Auf diese Tradition bezog sich der sowjetische Politiker Nikita Sergejewitsch Chruschtschow im Februar 1956 in seiner Geheimrede Über den Personenkult und seine Folgen auf dem XX. Parteitag der KPdSU. Darin verurteilte er den Stalinismus mit den in seinem Namen verübten Verbrechen und damit den Personenkult um Stalin.[4] Der Vorwurf des Personenkults wurde dadurch im Rahmen der Entstalinisierung zu einem weltweit bekannten Schlagwort.

„Wir haben uns mit der jetzt und zukünftig für die Partei überaus wichtigen Frage zu befassen, wie der Kult mit der Person Stalins sich allmählich entfalten konnte, dieser Kult, der in einer ganz bestimmten, konkreten Phase zur Quelle einer Reihe außerordentlich ernster und schwerwiegender Verfälschungen der Parteigrundsätze, der innerparteilichen Demokratie und der revolutionären Gesetzlichkeit wurde.“[5]

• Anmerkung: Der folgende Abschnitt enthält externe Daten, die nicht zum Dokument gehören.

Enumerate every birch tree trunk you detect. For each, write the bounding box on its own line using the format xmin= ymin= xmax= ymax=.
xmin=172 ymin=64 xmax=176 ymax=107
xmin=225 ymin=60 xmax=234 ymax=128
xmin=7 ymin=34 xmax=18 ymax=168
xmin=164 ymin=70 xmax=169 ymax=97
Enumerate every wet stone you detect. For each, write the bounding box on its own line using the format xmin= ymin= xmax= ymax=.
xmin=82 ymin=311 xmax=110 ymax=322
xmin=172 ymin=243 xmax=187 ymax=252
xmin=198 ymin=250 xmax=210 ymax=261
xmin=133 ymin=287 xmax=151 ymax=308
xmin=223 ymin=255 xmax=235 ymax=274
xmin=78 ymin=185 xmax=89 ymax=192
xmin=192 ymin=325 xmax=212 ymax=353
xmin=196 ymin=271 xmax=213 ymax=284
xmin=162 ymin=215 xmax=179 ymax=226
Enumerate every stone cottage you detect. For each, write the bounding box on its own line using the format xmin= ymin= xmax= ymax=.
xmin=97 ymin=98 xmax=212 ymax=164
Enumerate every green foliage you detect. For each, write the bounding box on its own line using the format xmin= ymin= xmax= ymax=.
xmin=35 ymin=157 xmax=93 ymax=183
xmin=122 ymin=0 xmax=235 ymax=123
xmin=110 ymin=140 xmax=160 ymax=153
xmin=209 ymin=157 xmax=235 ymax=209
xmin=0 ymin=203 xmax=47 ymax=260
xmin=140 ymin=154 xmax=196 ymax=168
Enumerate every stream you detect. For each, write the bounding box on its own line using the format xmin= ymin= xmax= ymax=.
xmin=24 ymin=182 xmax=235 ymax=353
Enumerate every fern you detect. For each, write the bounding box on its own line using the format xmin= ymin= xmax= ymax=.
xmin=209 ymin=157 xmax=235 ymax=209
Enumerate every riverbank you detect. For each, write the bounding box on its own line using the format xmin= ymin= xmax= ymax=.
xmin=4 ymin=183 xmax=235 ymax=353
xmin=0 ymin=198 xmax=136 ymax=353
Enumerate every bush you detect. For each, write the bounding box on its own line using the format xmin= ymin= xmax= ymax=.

Der Begriff wird zumeist pejorativ verwendet. Eine Ausnahme stellt der französische marxistische Philosoph Alain Badiou (* 1937) dar, der Chruschtschows Verurteilung des stalinschen Personenkults für unangebracht hält. Sie habe „unter dem Deckmantel der Demokratie den Niedergang der Idee des Kommunismus“ angekündigt.[6]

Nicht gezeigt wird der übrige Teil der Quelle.